A Schematic of the experimental protocol with a total of 24 female mice randomized (1:1 ratio) to the 2 arms of the study. B Body weight at the end of the study. C Infarct size calculated at histology. D–P Echocardiography data were assessed before termination to measure heart rate (D), left ventricular diameters and volumes in systole and diastole (E–H), posterior left ventricular wall thickness (LVWT) in diastole and systole (I, J), Pulsed-wave Doppler FT (K), fractional shortening (FS) (L), ejection fraction (LVEF) (M), stroke volume (SV) (N), cardiac output (CO) (O), and cardiac index (CI) (P). Q–S Vascular density at the level of the peri-infarct border zone and remote zone. Q Representative fluorescent microscopy images showing endothelial cells and vascular smooth muscle cells labelled by Isolectin B4 (IB4, green) and α-smooth muscle actin (αSMA, red), respectively. R, S Bar graphs showing capillary (R), and arteriole density (S). T, U Fibrosis was assessed by Azan Mallory staining (blue). Representative microscopy images (T) and bar graphs showing the values in the two groups (U). V Results of an array assessing the levels of circulating inflammatory factors. Data were analyzed using parametric tests. Data are presented as individual values and standard deviation.

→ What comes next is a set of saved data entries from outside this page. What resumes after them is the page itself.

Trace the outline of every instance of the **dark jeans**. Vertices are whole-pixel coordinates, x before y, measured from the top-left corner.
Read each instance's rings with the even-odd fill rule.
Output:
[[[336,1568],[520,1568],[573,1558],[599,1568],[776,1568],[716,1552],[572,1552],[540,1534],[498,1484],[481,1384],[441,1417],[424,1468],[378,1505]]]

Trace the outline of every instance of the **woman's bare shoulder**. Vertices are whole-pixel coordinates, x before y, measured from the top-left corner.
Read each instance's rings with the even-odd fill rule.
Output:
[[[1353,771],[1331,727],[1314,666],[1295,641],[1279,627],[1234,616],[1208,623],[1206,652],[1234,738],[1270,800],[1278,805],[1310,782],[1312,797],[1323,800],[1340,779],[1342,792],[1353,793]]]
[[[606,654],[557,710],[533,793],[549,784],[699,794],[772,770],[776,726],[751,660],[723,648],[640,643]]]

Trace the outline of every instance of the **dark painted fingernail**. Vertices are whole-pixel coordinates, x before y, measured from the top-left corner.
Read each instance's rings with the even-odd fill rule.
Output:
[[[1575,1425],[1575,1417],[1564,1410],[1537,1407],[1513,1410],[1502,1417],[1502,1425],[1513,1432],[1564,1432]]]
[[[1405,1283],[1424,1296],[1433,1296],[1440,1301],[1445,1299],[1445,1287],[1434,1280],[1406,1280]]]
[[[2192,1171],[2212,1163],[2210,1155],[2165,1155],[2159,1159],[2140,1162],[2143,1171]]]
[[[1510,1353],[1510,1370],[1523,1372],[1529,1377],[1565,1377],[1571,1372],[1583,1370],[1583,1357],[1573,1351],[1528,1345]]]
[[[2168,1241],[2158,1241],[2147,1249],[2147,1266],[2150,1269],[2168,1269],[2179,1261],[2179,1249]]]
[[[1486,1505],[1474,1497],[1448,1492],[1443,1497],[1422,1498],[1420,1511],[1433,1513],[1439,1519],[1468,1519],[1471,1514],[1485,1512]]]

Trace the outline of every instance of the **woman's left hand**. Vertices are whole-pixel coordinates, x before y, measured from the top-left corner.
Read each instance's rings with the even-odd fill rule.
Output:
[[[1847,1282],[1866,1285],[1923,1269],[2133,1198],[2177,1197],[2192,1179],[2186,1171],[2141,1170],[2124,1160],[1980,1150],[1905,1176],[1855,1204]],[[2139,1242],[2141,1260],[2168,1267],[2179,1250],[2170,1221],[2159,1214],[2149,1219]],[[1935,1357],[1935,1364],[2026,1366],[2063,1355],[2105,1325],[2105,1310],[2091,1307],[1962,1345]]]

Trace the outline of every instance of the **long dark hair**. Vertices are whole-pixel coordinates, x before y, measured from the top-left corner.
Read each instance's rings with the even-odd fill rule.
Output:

LAV-BPIFB4 exerts inotropic and chronotropic effects on cardiomyocytes

We next asked whether supplementation of BPIFB4 protein may impact cardiomyocyte function. To this aim, we exposed iPSC-derived cardiomyocytes to BPIFB4 isoforms or vehicle (Fig. 2A). Like adult counterparts, iPSC-derived cardiomyocytes were rich in mitochondria, recognized by MitoTracker Red staining. WT-BPIFB4 and LAV-BPIFB4 proteins did not affect mitochondria (Fig. 2B) or sarcomere content (Fig. 2C, D). Also, no differences were detected in sarcomere length and filament orientation (Fig. 2E, F) [21]. Likewise, no effect on cell apoptosis was observed following treatment with BPIFB4 isoforms (Fig. 2G). The expression of BPIFB4 was identified in the cell cytoplasm (Supplementary Fig. 2). Looking at functional indexes, we found that only LAV-BPIFB4 significantly decreased the average beat-to-beat time, reflecting higher beating frequencies (Fig. 2H, I). Similarly, the contraction amplitude, which corresponds to force development, was significantly increased by both isoforms, yet, with a remarkably higher effect of LAV-BPIFB4 (Fig. 2J). These data indicate that LAV-BPIFB4 exerts chronotropic and inotropic effects on isolated cardiomyocytes.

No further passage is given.